The 2008 inductees into the National Inventors Hall of Fame include four men whose inventions radically changed the medical device industry. The inductions, 18 in all, were announced on February 14.

Sir John Charnley is the father of modern hip-replacement surgery. He was honored for his invention of low-frictional torque arthroscopy, a method that was much more effective and less painful for patients than previous procedures. In 1962, he unveiled his invention, which combined a thick plastic socket and a small-diameter, highly polished metal ball to replace the head of the thigh bone. It solved the problem of pain due to pressure on nerves in the hip socket and poor lubrication of the joint. He also developed a clean air enclosure, total body exhaust suits, and an instrument tray system that go along with the replacement procedure.

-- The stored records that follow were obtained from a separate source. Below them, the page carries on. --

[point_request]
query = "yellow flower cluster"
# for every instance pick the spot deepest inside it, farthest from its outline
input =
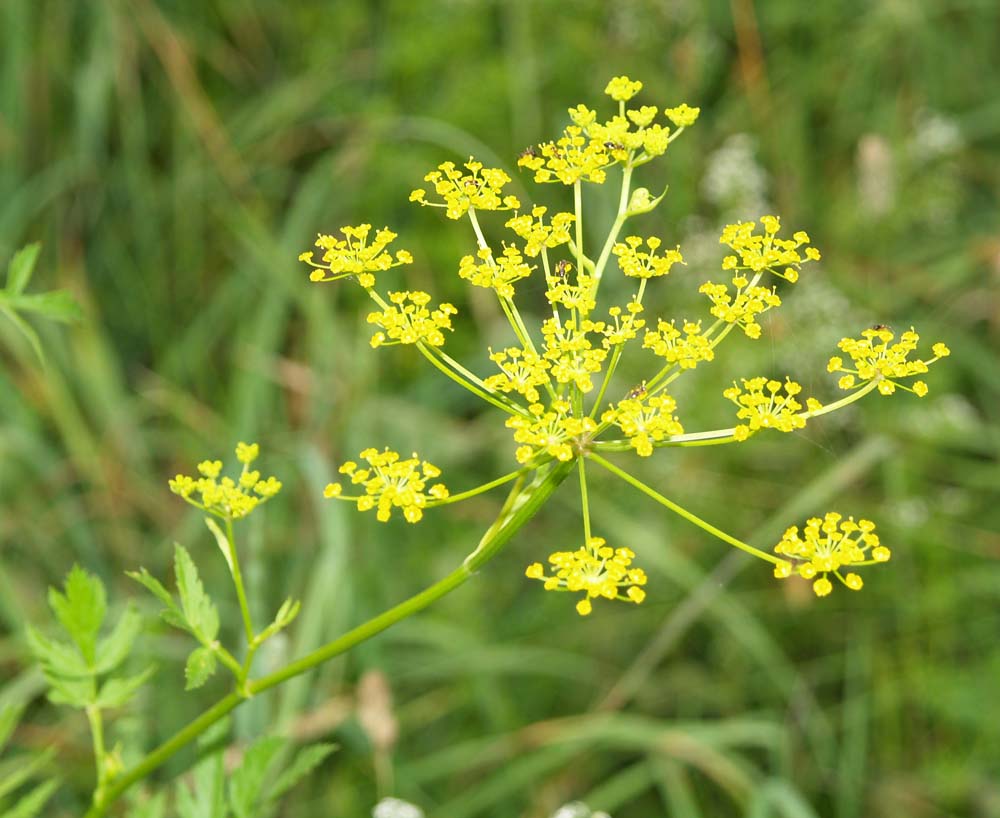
(391, 483)
(497, 274)
(354, 256)
(537, 234)
(574, 357)
(521, 371)
(570, 159)
(683, 116)
(686, 350)
(875, 358)
(580, 296)
(757, 252)
(645, 420)
(825, 546)
(595, 569)
(622, 327)
(481, 188)
(638, 264)
(763, 406)
(622, 89)
(410, 322)
(554, 432)
(225, 497)
(744, 308)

Willem Einthoven produced the first reliable electrocardiogram. He designed the first instrument, the string galvometer, to accurately record the electrical activity of the heart and detect abnormal heart function. He did it by putting a quartz wire under tension in a magnetic field. It moved when exposed to an electrical current, and he photographed the movements. He was also a pioneer in the study of heart sounds, retinal currents, and acoustics.

William P. Murphy Jr., who founded the company that became Cordis Corp. (now part of Johnson & Johnson), invented a number of medical devices and packages. Among his brainchildren are the disposable medical procedure tray, the modern blood bag, the physiologic cardiac pacemaker, the angiographic injector, and the hollow-fiber artificial kidney.

Based on his observations from the Korean War, Murphy created a compression system for sealed blood bags that allowed for efficient and safe pressure transfusions. And when he noticed that reprocessing often damaged reused medical devices, he designed inexpensive trays of drugs and sterilized instruments that could be discarded after one use.

David Pall was credited with more than 181 patents related to filtration, most notably the leukocyte filter, which makes blood transfusions safer. The invention helped prevent the rejection of transfused blood and the transmission of bloodborne diseases by transfusion.

He founded Pall Corp. to develop filtration systems for aerospace, but eventually turned his efforts to healthcare. The firm makes fluid management systems used in the manufacturing and administering of medical devices.

Murphy is still living. Charnley died in 1982, Einthoven in 1927, and Pall in 2004.